Jornal do Brasil

CadernoB - Ideias

Laurentino Gomes: "A Bienal não é só para vender livros, é uma experiência emocional"

Autor de 'Escravidão' fala sobre sua relação com os leitores: "me dá uma dose de energia pra continuar escrevendo"

Jornal do Brasil DANIELA CALCIA, daniela.calcia@jb.com.br

Em 2007, Laurentino Gomes chegava à Bienal para lançar um de seus best-sellers, '1808'. Ele trabalhava como repórter da revista "Veja" e ainda tinha dúvidas sobre sua carreira como escritor. "A Bienal não é só pra vender livros, é uma experiência emocional.

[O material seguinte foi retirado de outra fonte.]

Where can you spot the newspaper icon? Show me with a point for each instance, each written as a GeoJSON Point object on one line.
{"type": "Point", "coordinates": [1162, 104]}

Cheguei aqui em 2007, e lembro exatamente o momento em que a minha vida mudou definitivamente. Eu estava lançando o livro '1808', e ninguém me conhecia, eu trabalhava na revista "Veja" e estava superinseguro sobre se o livro iria vingar, aí me lembro que meu editor na época, Paschoal Soto, uma hora me puxou e falou: 'Olha sua pilha de livros'. E eu via as pessoas pegando o livro e indo para o caixa. Perguntei: 'Paschoal, o que significa isso?' Ele respondeu: 'Sua vida mudou a partir deste momento, você é um best-seller'. Achei engraçado, pensei que ele estava querendo massagear meu ego, mas foi de fato o que aconteceu", relembra.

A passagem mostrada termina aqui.